| Discovery | |
|---|---|
| Discovery date: | October 13, 1892 |
| Alternate designations: | D/1892 T1; P/1892 T1; 1892e; 1892 V; P/2008 T3 |
| Orbital characteristics A | |
| Epoch: | October 21, 2008 (JD 2454760.5) |
| Aphelion distance: | 5.332981 AU |
| Perihelion distance: | 1.145243 AU |
| Semi-major axis: | 3.239112 AU |
| Eccentricity: | 0.646433 |
| Orbital period: | 5.83 a |
| Inclination: | 32.9309° |
| Last perihelion: | October 25, 2008 |
| Next perihelion: | August 27, 2014 |
206P/Barnard-Boattini was the first comet to be discovered by photographic means.[1] The American astronomer Edward Emerson Barnard did so on the night of October 13, 1892.

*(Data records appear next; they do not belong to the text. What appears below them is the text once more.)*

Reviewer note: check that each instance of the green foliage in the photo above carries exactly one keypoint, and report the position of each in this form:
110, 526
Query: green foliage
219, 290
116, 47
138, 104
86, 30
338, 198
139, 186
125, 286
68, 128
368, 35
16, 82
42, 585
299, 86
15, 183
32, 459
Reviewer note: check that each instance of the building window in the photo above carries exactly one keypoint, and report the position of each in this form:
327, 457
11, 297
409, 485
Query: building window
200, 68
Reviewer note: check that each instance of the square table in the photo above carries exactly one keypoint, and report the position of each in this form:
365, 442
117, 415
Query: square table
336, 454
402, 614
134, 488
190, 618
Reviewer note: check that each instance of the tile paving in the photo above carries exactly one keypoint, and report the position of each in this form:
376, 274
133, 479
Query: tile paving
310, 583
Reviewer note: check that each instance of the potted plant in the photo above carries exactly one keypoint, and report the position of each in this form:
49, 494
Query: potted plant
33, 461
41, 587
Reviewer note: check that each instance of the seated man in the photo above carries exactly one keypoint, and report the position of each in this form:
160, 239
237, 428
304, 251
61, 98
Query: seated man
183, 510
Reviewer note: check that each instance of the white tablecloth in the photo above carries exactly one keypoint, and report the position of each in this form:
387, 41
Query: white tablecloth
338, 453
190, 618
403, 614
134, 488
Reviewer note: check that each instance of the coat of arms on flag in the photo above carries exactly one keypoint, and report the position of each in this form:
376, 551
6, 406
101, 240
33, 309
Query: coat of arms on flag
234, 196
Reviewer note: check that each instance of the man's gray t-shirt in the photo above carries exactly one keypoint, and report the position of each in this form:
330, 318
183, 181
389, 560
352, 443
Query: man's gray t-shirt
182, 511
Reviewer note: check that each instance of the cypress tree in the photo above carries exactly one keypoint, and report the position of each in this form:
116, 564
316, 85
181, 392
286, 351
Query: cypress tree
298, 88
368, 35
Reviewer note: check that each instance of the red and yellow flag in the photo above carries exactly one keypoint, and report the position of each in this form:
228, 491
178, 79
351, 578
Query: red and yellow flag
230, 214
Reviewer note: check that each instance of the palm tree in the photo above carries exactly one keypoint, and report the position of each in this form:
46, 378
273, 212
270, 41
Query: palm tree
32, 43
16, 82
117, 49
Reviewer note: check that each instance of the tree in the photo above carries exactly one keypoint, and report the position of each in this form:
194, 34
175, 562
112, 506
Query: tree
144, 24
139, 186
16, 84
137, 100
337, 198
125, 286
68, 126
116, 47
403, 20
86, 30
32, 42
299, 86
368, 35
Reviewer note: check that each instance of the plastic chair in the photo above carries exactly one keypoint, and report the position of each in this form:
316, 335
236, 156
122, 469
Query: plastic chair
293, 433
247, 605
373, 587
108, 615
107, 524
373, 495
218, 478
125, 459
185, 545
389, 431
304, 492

After this apparition this comet was lost and was thus designated D/1892 T1.
Ľuboš Neslušan (Astronomical Institute of the Slovak Academy of Sciences) suggests that 14P/Wolf and this comet are siblings which stem from a common parent comet.[2]
This comet was accidentally rediscovered on October 7, 2008 by Andrea Boattini in the course of the Mt. Lemmon Survey.[1] The comet has made 20 revolutions since 1892 and passed within 0.3 - 0.4 AU from Jupiter in 1922, 1934 and 2005.[3][4]